The intense cold that makes the Antarctic landmass so forbidding also influences the great productivity of the Antarctic waters. Cold water, made denser by the freezing of ice (which removes fresh water from salt), sinks to the bottom and moves northward from the continental shelf, as does the surface water. The northward-moving water is replaced by a deep mass of water flowing southward between the surface and bottom layers. That water, rich in nutrients, rises to the surface in an upwelling that stimulates a heavy growth of phytoplankton in the form of diatoms and dinoflagellates. The phytoplankton is consumed by zooplankton and other grazers, including the enormous populations of shrimplike krill, which in turn serve as food for many fish species and whales.

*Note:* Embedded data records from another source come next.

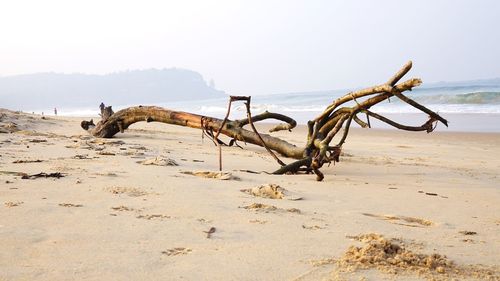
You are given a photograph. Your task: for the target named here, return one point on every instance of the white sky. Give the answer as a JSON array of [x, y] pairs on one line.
[[256, 47]]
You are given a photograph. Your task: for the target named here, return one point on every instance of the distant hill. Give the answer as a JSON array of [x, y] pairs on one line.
[[48, 90]]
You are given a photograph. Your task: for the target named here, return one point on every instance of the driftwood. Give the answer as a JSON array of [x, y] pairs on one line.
[[318, 149]]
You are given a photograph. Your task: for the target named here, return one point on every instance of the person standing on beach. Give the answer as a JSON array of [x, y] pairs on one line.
[[102, 106]]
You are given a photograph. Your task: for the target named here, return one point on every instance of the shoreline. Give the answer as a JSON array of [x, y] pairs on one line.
[[112, 217]]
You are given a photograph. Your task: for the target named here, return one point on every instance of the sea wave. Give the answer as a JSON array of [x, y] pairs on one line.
[[468, 98]]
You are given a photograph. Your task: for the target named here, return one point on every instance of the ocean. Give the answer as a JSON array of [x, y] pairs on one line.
[[469, 107]]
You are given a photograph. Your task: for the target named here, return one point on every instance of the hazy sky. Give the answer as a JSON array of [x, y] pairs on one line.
[[256, 47]]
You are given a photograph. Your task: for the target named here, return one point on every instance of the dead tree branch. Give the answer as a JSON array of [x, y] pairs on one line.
[[318, 150]]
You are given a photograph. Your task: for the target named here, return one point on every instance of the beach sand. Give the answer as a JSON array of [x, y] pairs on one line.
[[135, 208]]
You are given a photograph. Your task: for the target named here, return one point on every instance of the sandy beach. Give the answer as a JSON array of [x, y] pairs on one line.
[[399, 206]]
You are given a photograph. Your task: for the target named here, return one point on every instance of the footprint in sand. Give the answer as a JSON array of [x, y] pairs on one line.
[[13, 204], [212, 175], [154, 216], [122, 208], [269, 208], [272, 191], [177, 251], [407, 221], [130, 191], [70, 205], [159, 161]]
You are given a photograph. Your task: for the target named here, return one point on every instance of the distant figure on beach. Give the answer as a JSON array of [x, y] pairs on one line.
[[102, 106]]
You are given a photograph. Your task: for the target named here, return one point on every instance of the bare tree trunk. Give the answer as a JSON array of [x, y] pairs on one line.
[[321, 131]]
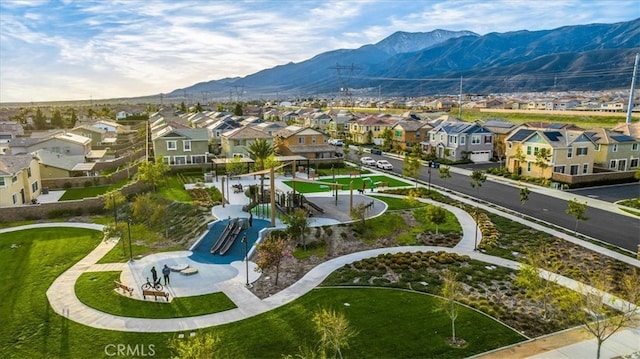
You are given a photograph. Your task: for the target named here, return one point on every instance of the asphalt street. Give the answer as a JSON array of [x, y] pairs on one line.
[[619, 230]]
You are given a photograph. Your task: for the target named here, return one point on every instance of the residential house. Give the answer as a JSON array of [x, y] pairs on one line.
[[303, 141], [180, 146], [457, 140], [409, 133], [570, 152], [56, 165], [615, 151], [370, 129], [96, 134], [236, 142], [20, 181]]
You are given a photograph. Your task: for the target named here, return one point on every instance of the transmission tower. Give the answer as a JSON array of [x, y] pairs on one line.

The rich Antarctic waters are pulled away from the shore and become part of the Antarctic Circumpolar Current, also known as West Wind Drift. This current, the strongest ocean current on earth, is partially diverted by the southern tip of South America, forming the Humboldt Current off the coast of Peru. As the surface water is pulled out by winds, the nutrient-rich deep water replaces it, aided by the absence of a continental shelf. This is an important upwelling region, and it supports an enormous amount of life. Copepods and opossum shrimp replace the krill of the Antarctic. Feeding on these crustaceans are immense schools of small fish that, in turn, are consumed by seabirds, replacing whales at the top of the food web.

IV.

Hydrothermal Vents

In the late 1970s, marine scientists studying the dark Pacific Ocean floor discovered ecosystems (see Ecology), the energy source of which is chemical synthesis by bacteria. One of these ocean oases is on the Galápagos Rift; another is on the East Pacific Rise at latitude 21° North. These ecosystems are associated with the midoceanic ridge and rift systems where the thin plates of the earth's crust are spreading, creating vents. Seawater seeps through, becoming saturated with minerals and hydrogen sulfide and heated to high temperatures. The water is then vented up through the cracks as dark black geysers and quickly cooled to a warm 23° C (73° F). Growing on rocks in this warm, fertile environment are clumps of primitive microorganisms, called Archaea, that use hydrogen sulfide as an energy source. Living upon the Archaea are a number of filter-feeding animals, some previously unknown, including a species of giant clam and giant tube worms up to 3.7 m (12 ft) long. The ecological productivity of these oases is four times greater than that of the surface water above. Marine scientists have also found such vents and oases on the flanks of the Mid-Atlantic Ridge, and believe they may exist on all oceanic rift systems (see Ocean and Oceanography).

V.

Census of Marine Life

An important step toward understanding the full diversity of marine life began in 2000 with the Census of Marine Life (CoML), a ten-year international initiative to study what lives in the oceans. Researchers from over 70 nations are involved in projects addressing the diversity, distribution, and abundance of marine life today, in the past, and projected into the future. All habitats in the oceans are being explored and organisms ranging from microbes to whales are being investigated to create a huge database of all known marine life. Findings announced so far include thousands of new species, previously unknown migration routes for fish, and an unexpected density and diversity of creatures living deep under the ice in the Arctic Ocean. A study published in 2006 applied a new DNA-identification technique to microbes taken from the ocean and found over 20,000 types of bacteria in a liter of sea water—over ten times the biodiversity predicted. Much of the diversity comes from rare bacteria that had not been detected in previous studies of marine microbes.